晨光未透,东华坊浸在灰蓝里,周延年立在书房窗前,手中粗糙纸页已被摩挲起毛。烛火燃尽的残烬蜷在铜灯盏中,像闭合的眼。他指腹反复抚过“周阿牛”三字,旁侧歪斜的牛头图案稚拙鲜活,是村中学堂描红笔迹,绝无伪造可能。
阿牛是祖宅庄子上最老实的孝子,三年前主动应募参军,战报传回落了“阵亡”二字,家中领了抚银设了空灵位,连衣冠碎片都未曾寻得。可这名单上分明写着“失踪”,附注里母亲称其托梦,身穿敌袍未死。

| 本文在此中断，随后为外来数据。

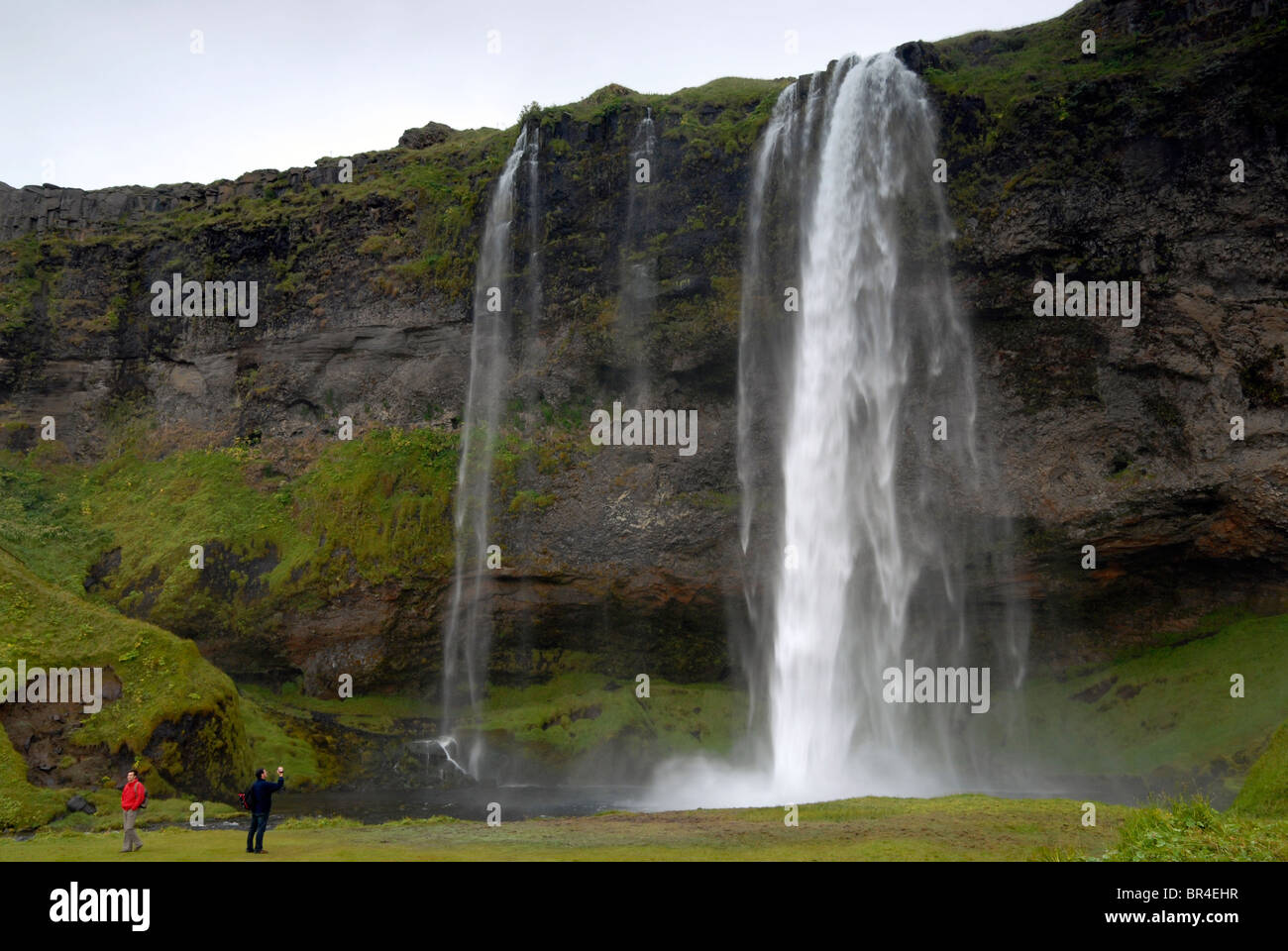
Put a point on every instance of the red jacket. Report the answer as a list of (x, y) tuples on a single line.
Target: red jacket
[(132, 795)]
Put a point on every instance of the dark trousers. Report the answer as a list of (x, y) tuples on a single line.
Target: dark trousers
[(256, 836)]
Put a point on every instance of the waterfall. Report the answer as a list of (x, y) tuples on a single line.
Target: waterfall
[(638, 292), (469, 626), (857, 525)]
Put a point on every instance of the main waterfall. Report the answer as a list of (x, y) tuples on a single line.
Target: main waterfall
[(469, 629), (861, 471)]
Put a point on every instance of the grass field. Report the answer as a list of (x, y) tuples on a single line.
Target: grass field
[(952, 829)]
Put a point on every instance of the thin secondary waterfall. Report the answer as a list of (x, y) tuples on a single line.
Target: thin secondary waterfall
[(469, 626), (638, 292), (862, 476)]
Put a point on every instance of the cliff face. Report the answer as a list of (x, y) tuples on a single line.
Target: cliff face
[(1107, 166)]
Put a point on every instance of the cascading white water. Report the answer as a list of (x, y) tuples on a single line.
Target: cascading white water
[(857, 541), (469, 628), (638, 292)]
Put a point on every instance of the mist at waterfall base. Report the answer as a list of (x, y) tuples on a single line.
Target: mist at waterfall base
[(857, 526)]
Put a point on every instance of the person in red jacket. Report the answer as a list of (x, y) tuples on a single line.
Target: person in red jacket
[(132, 797)]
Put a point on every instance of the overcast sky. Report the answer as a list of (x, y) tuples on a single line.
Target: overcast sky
[(111, 92)]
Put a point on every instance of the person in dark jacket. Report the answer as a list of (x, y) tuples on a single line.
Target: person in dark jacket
[(261, 803)]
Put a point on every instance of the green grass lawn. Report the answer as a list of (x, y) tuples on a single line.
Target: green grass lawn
[(965, 827), (952, 829)]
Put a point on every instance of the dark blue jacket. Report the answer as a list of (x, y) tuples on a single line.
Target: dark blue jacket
[(262, 793)]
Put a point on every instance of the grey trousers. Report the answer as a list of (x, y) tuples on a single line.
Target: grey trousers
[(132, 838)]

更蹊跷的是,这名单并非孤本,京城四门、桥头庙壁随处可见类似记载:亲人未归,家人不信其死;有人梦见故人披甲负伤立于门前;妇人持旧衣焚香,称故人归来看过自己。三百个家庭的执念,绝非谣言能成的局。
周延年低唤来人,命两名信得过的老仆乔装商旅回永安庄,查清周阿牛家是否仍供空白灵位,其母近来有无异言,托梦细节需一字不落地问清。亲随领命退去,他重坐案前,目光落在舆图上北境黑水坡。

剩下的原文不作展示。